Andrea Paxton, English Graduate Student

“The entire Vietnam Cinema class was an incredibly moving experience for me, and simply by watching some of the films we watched, I am changed in my perspective. A single experience, and a powerful one like a really great film can provide, can change a person. We saw several powerful films, and I can't imagine walking away from the class without having larger questions regarding war, political and economic interests of warring countries, and ethical racial issues that become more prominent in the face of challenging times.
I highly appreciated seeing more deeply (and therefore being able to better analyze) the connections between cultural and political influences and their impact on the evolution of cinema. Depending on the socio-political environment of the time, a film may either try to expose or further confuse and suppress hot topics. I liked thinking about how what is represented on screen – and especially what is left out – can reflect intricate social truths and fears.”

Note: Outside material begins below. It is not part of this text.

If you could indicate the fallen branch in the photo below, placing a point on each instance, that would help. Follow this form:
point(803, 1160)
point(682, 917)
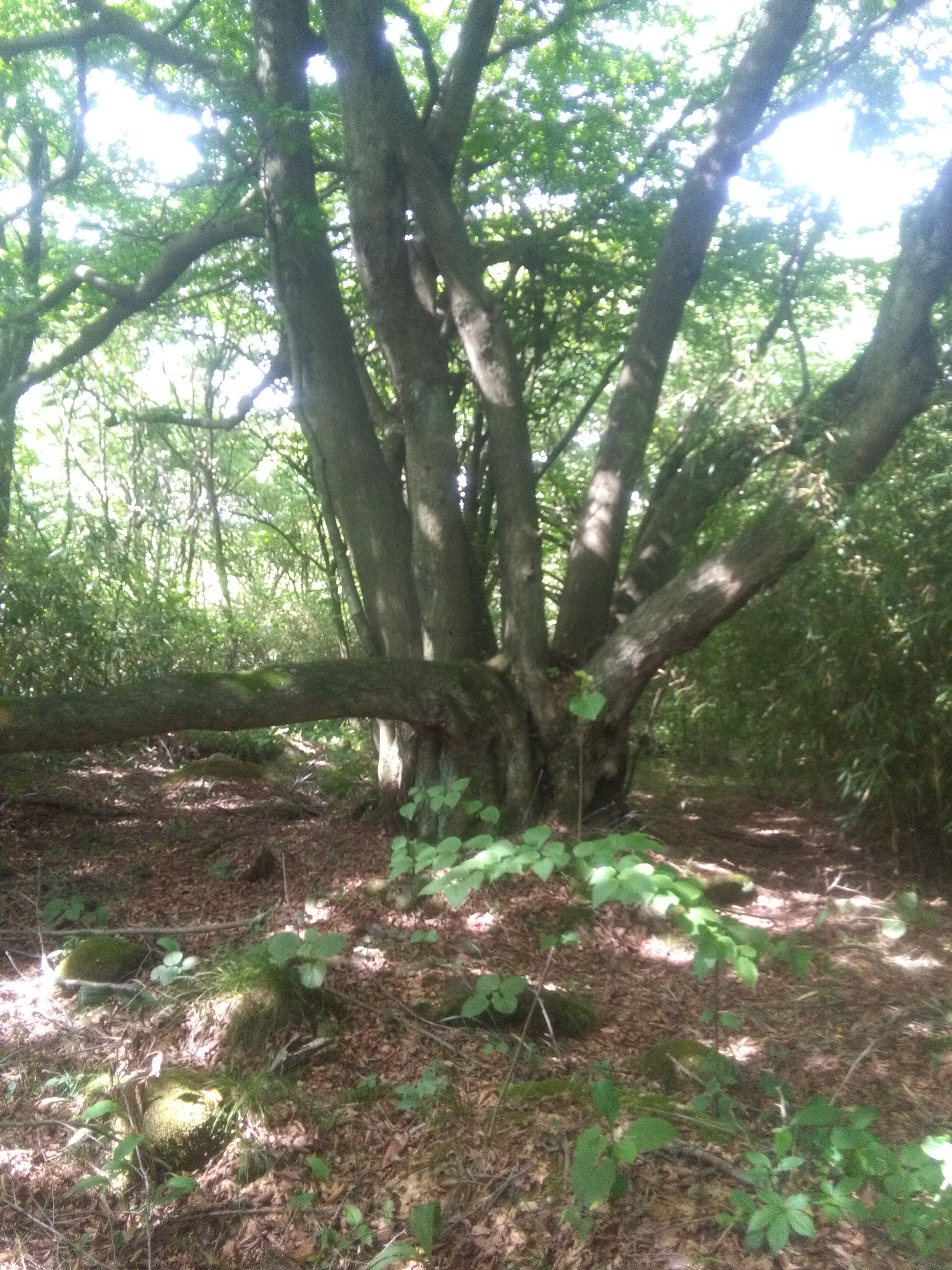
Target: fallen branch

Jon Kanak, English and Film Minor Alumnus,
Associate Manager in Training, Los Angeles, CA

“My most valuable experience studying film at UNF actually came from something that, at the time, I did not see the value in: watching movies from the 40's and 50's. Many of the remake rights to movies from this era are being bought, and this signals a slow return (hopefully) to quality content, rather than the "toy-driven" films that have been providing studios with their summer tentpoles. Watching these older films helped me understand a different style of story telling - something that is invaluable in this industry. The best experience I had while studying film at UNF was really having the ability to study film. The American Survey class itself was phenomenal. Being in it was a constant reminder that my ambition was realistic.”

Patrick Rodifer, English and Film Minor alumus
Drama Director, St. Johns County Day School

“Everything we did in the documentary class made an impression on me. Just being around young people with unique and fresh views, and their acceptance of my ideas and views, made me a better student and person.

There were so many films that I loved, but it was a moment in the 70's film class I will never forget. We watched The Deerhunter, a film I had seen in the theater when it came out (I'm so old!), and after the movie was over I noticed a young female student crying. I walked over to her and put my arm around her and asked if she was alright. She looked at me with tears in her eyes and said, "It is just so hard, so sad..." That to me is the impact of great film, great storytelling. It pulls you in and makes you a part, no matter how sad and painful. Watching those 70's films, and being able to share my experiences at the time they came out, really meant a lot to me. It was validation for me, and allowed me to talk about films like Rocky, Billy Jack, The Deerhunter, Saturday Night Fever, and others that really defined my younger years. These classes and teaching were truly inspirational to me, so much so, that I became a teacher and will (finally) be teaching a film class this fall at my school (that is already full!). I will never forget my experience at UNF, and will always owe you one. You led me to the greatest job I have ever had! It truly is a passion, not a job.”

Dave Wilson, Graphic Design Alumus
Coordinator of Educational Media, CIRT, UNF

“The documentary classes I’ve taken at UNF provided a formal approach to the documentary process. After taking two semesters of the documentary film class I am confidential that I can create my own film or work as a crew member, filling any role on someone else’s film. In addition to the creative skills, I have learned film literacy. I am better able to view a film critically and analyze how shots are setup and what the different components communicate to the viewer.”